Valvano has fond remembrances of some Motown superstars. (Diana Ross) "she had the eye of a star, I knew she was going to be big"; (Smokey Robinson) "one heck of a nice man"; (Mary Wilson) "she had a beautiful voice, but nobody gave her credit."
Motown signed group members to individual contracts and Valvano's was still valid, though he was groupless. Clarence Paul (Five Royales) was assigned to produce Valvano; he cut two solo albums that never left the shelf. A single with the Hornets, "Give Me a Kiss," emerged on VIP Records in 1964 but went unnoticed. Valvano describes the atmosphere at Motown as creative and intense, "there were fights, but they were like family fights; we did picnics and barbecues, and the artists helped on each others recordings."
Valvano's only separation with Motown came a couple of years before his contracts were officially up, but Berry Gordy released him with best wishes.
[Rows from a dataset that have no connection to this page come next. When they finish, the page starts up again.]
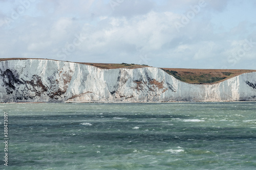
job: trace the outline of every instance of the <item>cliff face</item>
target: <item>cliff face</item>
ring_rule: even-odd
[[[0,62],[0,102],[256,101],[256,72],[214,84],[155,67],[102,69],[43,59]]]

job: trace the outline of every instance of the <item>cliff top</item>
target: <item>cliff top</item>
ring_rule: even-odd
[[[46,59],[36,58],[0,58],[0,61],[11,60]],[[56,60],[47,59],[54,61]],[[67,61],[67,62],[69,62]],[[149,67],[146,65],[135,64],[110,64],[75,62],[77,63],[94,66],[103,69],[114,68],[137,68]],[[240,75],[256,72],[256,70],[250,69],[190,69],[160,68],[165,72],[174,76],[178,80],[190,84],[214,84],[219,83]]]

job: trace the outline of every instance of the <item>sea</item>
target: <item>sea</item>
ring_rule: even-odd
[[[0,113],[1,169],[256,169],[255,102],[1,104]]]

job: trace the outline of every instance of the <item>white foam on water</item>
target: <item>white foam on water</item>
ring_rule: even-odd
[[[184,122],[204,122],[204,120],[200,120],[197,119],[185,119],[183,120]]]
[[[256,120],[243,120],[243,122],[252,122],[252,121],[256,121]]]
[[[184,152],[183,150],[179,149],[179,150],[164,150],[164,152],[170,152],[172,153],[178,153],[179,152]]]
[[[90,123],[81,123],[81,124],[80,124],[80,125],[86,125],[86,126],[92,126],[93,124],[91,124]]]

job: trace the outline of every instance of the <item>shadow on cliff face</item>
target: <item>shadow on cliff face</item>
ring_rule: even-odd
[[[53,100],[57,100],[57,98],[55,99],[56,96],[60,96],[66,92],[66,91],[62,91],[59,88],[56,90],[49,88],[47,85],[44,84],[41,78],[38,75],[33,75],[31,80],[26,81],[20,79],[15,70],[7,69],[4,71],[0,71],[0,76],[3,77],[4,82],[3,86],[5,87],[6,94],[13,95],[13,102],[33,99],[36,96],[40,96],[42,94],[48,95]]]
[[[7,94],[12,94],[13,90],[15,90],[15,84],[18,86],[20,84],[24,84],[24,82],[19,80],[18,75],[14,75],[9,69],[6,69],[4,72],[1,70],[1,76],[3,78],[3,81],[6,86]]]

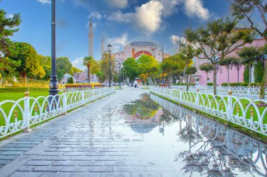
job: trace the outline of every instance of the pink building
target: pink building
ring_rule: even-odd
[[[245,44],[245,46],[255,46],[256,48],[261,47],[266,44],[266,41],[263,38],[255,39],[252,43]],[[241,50],[240,48],[236,49],[233,52],[230,53],[229,55],[236,55],[236,52]],[[199,69],[200,66],[204,63],[209,62],[207,59],[194,59],[195,65],[197,68],[197,72],[196,73],[197,78],[199,78],[199,84],[201,85],[207,85],[207,73],[204,71],[202,71]],[[242,66],[240,73],[239,73],[239,81],[240,83],[244,82],[243,73],[245,71],[245,66]],[[229,72],[230,76],[230,83],[237,83],[237,71],[235,67],[233,67],[232,69],[230,69]],[[208,78],[209,78],[209,83],[213,83],[213,71],[208,73]],[[194,83],[195,80],[192,80]],[[217,85],[221,85],[223,83],[228,82],[228,74],[227,69],[225,66],[220,66],[217,71]]]

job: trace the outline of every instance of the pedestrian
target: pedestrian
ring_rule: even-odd
[[[134,80],[134,87],[136,88],[137,87],[137,80]]]

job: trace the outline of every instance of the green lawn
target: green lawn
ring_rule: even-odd
[[[39,96],[44,96],[46,97],[49,94],[48,92],[32,92],[30,93],[30,97],[37,98]],[[4,101],[5,100],[13,100],[13,101],[17,101],[21,98],[23,98],[24,92],[1,92],[0,93],[0,102]],[[39,102],[41,104],[44,101],[43,99],[39,99]],[[30,100],[30,106],[33,103],[33,100]],[[23,108],[23,104],[24,101],[22,101],[20,102],[20,106],[22,107]],[[13,103],[6,103],[0,106],[0,108],[3,109],[3,111],[5,112],[6,115],[8,116],[8,114],[9,113],[12,106],[14,104]],[[14,111],[12,113],[12,116],[11,118],[11,122],[15,122],[15,111],[17,111],[18,114],[18,120],[22,120],[22,113],[20,111],[20,108],[18,106],[16,106],[14,109]],[[39,113],[39,110],[37,110],[37,113]],[[0,126],[6,125],[4,118],[3,114],[0,112]]]

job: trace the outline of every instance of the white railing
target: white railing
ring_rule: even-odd
[[[197,164],[201,165],[204,160],[206,162],[210,162],[209,164],[212,166],[214,162],[218,162],[216,160],[216,159],[221,160],[221,150],[220,148],[210,150],[212,149],[212,147],[220,146],[227,152],[230,151],[232,158],[244,160],[246,164],[252,165],[250,168],[253,168],[258,174],[261,176],[266,174],[267,146],[159,97],[152,94],[150,98],[164,109],[176,115],[173,117],[173,121],[179,122],[178,136],[183,136],[183,132],[185,136],[188,136],[189,128],[191,130],[189,134],[195,135],[194,140],[188,139],[188,141],[190,142],[189,149],[192,151],[190,151],[189,149],[188,151],[185,151],[188,152],[183,155],[185,159],[195,159],[194,157],[195,157],[198,160],[195,162]],[[197,139],[199,137],[197,135],[200,134],[204,136],[207,140],[205,141],[201,138]],[[203,147],[205,148],[202,148]],[[220,152],[217,153],[216,150]],[[226,157],[230,157],[228,155],[226,155]],[[203,160],[201,160],[200,157]],[[230,158],[231,159],[231,157]],[[216,169],[218,169],[218,168],[219,166],[216,164]],[[236,171],[238,171],[239,167],[236,165],[233,168],[237,168]]]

He worked with many artists including Barbara Lewis, the Pushcarts on Top Dog Records, and he co-wrote the Precisions "If This Is Love I'd Rather Be Lonely," on Joe Brown's Drew label. The Precisions had a minor hit on the charts, "Why Girl," and its successor was set until Mike, Cholly Bassoline, and Martin Coleman (Valadiers) showed the fellows the new song. They rehearsed it with the group in a demo studio located in a hotel's basement. Everybody loved it, and Drew released it instead of the scheduled release. It became the Precisions' biggest-selling record.
After Drew folded, Mike produced two Precisions singles for Atco Records that flopped. He scored with a psychedelic version of the Animals' "House of the Rising Sun" by Frijid Pink, but didn't get paid, and moped around Motown complaining -- he still hung around -- when Berry interceded with some slick mouthpieces who got Valvano his money. He returned to produce Stoney & Meatloaf and other acts on the Rare Earth label.
Xit, a Native American band from Albuquerque, NM. Gordy sent Valvano to Albuquerque to oversee his new act, where he fell in love, married a local, and stayed for 20 years. Xit released two albums on Rare Earth: Plight of the Redman in 1972, and Silent Warrior in 1973. A single dropped from each album: "Nihaa Shil Hozho (I'm Happy About You)," and "Reservation of Education." Xit's music consisted of rock sounds with authentic Native American music, including chants and war cries; Sound of America Records has reissued both on CD.
B.M.I. lists 92 songs by Valvano, who sometimes use J. Greer, his wife's maiden name, on compositions. He produced a post-Motown album, I'm a Winner, with a revised lineup of Contours for Rocket Records that resulted in legal complications with the original members. Ian Levine recorded Mike for Motorcity Records as Mike & the Modifiers. Valvano is still musically active, lives in Mill City OR, and is working on a tell-all book.